Em junho de 1858 Darwin recebeu do biólogo Wallace — Alfred
Russel Wallace (1823-1913) — um pacote vindo das Ilhas Molucas na
Indonésia com o original de um artigo que resumia elegantemente boa parte
da teoria da seleção natural em que Darwin vinha trabalhando há vinte
anos. Wallace queria a opinião de Darwin sobre a teoria da seleção natural
que desenvolvera inspirado pela leitura de Vestígios da Criação e
fundamentada no Ensaio sobre a População de Malthus e na observação de
milhares de espécies em mais de 10 anos de expedições pela Amazônia,
Indonésia e Malásia.
Darwin não podia permitir que Wallace publicasse o artigo e lhe
tomasse o lugar na história, nem podia publicar sua teoria, ignorando o
artigo que Wallace lhe enviou. A solução encontrada por sugestão de seus
amigos, o consagrado geólogo Charles Lyell e o botânico Joseph Dalton
Hooker, foi apresentar a teoria Darwin-Wallace no encontro de julho de
1858 da Sociedade Lineana, uma associação londrina de história natural.
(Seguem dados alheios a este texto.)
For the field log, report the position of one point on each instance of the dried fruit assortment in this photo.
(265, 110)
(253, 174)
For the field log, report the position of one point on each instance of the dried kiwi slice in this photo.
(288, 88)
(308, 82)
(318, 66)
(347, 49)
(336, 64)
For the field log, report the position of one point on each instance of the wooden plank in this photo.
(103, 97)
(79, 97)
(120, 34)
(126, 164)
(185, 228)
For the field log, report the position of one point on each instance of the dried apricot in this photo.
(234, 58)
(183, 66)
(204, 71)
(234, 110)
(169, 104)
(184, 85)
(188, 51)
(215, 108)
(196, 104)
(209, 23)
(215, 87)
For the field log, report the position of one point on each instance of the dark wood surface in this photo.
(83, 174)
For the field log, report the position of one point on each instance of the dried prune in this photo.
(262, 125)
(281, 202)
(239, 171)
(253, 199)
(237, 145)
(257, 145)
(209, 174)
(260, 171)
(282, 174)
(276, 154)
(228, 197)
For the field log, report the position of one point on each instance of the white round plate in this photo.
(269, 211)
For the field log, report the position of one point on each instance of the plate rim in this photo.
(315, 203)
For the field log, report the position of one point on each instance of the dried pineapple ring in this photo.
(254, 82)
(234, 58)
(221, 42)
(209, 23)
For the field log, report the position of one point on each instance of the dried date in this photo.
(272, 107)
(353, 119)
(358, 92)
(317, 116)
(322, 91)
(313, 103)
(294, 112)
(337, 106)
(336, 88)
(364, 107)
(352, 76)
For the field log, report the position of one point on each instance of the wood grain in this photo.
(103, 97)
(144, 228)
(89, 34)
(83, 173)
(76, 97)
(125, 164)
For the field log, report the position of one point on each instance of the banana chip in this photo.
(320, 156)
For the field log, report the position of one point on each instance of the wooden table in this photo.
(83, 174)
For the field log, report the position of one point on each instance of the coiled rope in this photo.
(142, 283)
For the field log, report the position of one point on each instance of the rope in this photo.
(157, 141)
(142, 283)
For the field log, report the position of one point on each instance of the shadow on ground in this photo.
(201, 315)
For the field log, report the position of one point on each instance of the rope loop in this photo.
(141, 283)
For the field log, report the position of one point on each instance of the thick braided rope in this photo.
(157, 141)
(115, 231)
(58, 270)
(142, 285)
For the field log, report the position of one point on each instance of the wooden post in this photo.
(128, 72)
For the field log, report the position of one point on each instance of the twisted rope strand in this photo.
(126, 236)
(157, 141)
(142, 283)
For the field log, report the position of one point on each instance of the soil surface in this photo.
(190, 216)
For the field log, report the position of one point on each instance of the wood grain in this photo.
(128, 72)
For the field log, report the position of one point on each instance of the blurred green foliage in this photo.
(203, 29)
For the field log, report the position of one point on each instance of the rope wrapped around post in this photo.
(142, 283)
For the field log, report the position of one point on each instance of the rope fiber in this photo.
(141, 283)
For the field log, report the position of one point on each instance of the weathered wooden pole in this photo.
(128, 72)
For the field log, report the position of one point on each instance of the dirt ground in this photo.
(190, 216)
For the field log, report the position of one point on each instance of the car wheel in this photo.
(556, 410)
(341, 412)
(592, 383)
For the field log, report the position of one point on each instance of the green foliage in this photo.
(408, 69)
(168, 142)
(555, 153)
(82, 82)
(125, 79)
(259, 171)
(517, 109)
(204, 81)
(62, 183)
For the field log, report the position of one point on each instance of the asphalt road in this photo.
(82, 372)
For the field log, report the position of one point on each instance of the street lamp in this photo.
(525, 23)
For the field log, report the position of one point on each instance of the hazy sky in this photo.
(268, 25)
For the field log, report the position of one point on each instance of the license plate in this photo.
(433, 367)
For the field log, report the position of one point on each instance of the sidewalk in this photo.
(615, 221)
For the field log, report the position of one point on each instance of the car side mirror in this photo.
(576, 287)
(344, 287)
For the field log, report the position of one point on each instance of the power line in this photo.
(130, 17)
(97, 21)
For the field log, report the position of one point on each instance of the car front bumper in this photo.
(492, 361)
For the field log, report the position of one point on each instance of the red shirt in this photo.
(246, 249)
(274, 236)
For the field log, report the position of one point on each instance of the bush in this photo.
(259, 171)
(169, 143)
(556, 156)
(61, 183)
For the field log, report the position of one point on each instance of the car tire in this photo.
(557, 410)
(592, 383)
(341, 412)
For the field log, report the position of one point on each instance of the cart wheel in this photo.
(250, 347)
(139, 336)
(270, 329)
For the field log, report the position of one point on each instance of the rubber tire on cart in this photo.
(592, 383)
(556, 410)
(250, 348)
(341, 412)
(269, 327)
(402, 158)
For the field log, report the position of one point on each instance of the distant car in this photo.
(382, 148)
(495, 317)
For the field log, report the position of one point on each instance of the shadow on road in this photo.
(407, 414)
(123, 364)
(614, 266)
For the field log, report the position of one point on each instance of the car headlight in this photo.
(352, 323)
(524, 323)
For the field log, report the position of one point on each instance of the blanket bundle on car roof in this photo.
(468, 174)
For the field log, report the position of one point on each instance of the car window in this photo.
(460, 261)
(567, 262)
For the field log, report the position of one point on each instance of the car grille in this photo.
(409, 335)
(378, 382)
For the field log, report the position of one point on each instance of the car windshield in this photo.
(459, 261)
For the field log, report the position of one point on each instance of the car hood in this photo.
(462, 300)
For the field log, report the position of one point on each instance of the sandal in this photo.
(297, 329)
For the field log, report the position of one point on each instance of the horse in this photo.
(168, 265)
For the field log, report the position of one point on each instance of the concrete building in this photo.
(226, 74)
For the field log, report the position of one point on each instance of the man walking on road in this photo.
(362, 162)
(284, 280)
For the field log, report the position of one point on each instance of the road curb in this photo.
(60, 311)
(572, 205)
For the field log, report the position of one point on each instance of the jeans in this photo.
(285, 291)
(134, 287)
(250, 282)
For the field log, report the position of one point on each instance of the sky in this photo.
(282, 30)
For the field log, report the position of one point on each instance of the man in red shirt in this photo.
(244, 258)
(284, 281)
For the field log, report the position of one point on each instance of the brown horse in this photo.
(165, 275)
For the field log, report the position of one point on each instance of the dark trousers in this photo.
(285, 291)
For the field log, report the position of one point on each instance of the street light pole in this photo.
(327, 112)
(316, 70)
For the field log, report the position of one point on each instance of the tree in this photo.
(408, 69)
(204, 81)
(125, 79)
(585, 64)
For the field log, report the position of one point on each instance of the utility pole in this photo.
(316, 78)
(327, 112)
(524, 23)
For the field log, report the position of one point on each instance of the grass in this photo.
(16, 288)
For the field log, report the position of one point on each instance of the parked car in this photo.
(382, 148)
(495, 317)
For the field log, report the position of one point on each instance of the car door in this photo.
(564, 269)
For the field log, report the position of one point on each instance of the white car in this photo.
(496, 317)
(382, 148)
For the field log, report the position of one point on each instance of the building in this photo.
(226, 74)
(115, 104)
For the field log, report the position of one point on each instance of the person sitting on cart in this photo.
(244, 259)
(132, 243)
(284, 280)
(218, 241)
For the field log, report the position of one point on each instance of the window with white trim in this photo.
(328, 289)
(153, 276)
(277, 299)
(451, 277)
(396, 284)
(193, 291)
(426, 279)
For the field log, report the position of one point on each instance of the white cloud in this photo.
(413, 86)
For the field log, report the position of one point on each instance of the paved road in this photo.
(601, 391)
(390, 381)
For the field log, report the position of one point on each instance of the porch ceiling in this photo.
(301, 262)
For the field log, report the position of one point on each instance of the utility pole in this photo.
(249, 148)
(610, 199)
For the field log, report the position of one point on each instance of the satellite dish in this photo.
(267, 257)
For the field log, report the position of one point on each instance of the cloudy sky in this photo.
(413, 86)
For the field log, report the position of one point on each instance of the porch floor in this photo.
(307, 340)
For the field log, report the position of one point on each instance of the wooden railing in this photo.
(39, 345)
Preocupado com uma filha doente e com as repercussões do
trabalho, Darwin não compareceu ao encontro. Wallace, em excursão pelas
selvas da Indonésia, nem foi comunicado ― embora, posteriormente, tenha
aprovado a solução. A apresentação ficou a cargo do secretário da
sociedade e consistiu na leitura de partes do texto que Darwin escrevera em
1844, parte de uma carta que Darwin escrevera sobre o assunto para o
botânico americano Asa Gray em 1857 e o ensaio recém escrito por
Wallace. Finalmente, a seleção natural foi exposta ao mundo, oficialmente
como de Darwin e Wallace, mas as datas do material apresentado não
deixavam dúvida sobre a primazia da descoberta de Darwin.
Em novembro de 1859, Darwin publicou sua obra-prima sob o título
de A Origem das Espécies — On the origin of species by means of natural
selection, no original. O livro foi um sucesso. A polêmica instalou-se.
Darwin foi defendido por poucos e execrado por muitos. Em grande parte,
Darwin ficou afastado do público durante o furor em torno da evolução,
embora se mantivesse informado por seus colegas.
Darwin ainda escreveria mais de uma dezena de livros sobre plantas,
insetos e minhocas antes de falecer em 19 de abril de 1882. Esperava ser
enterrado no vilarejo de Down House, onde viveu os últimos quarenta anos
de sua vida, mas seus amigos cientistas persuadiram a família de que ele
deveria ser enterrado na abadia de Westminster, em Londres, junto aos
grandes heróis da pátria. Sua fama era tal que bispos e governo não
ousaram se opor a ideia já encampada pela imprensa. E assim, aquele que
fora vilipendiado pela maioria dos religiosos foi enterrado no coração da
Igreja anglicana, em concorrida solenidade pública, acompanhada por
autoridades, amigos, colegas e populares portadores de ingresso.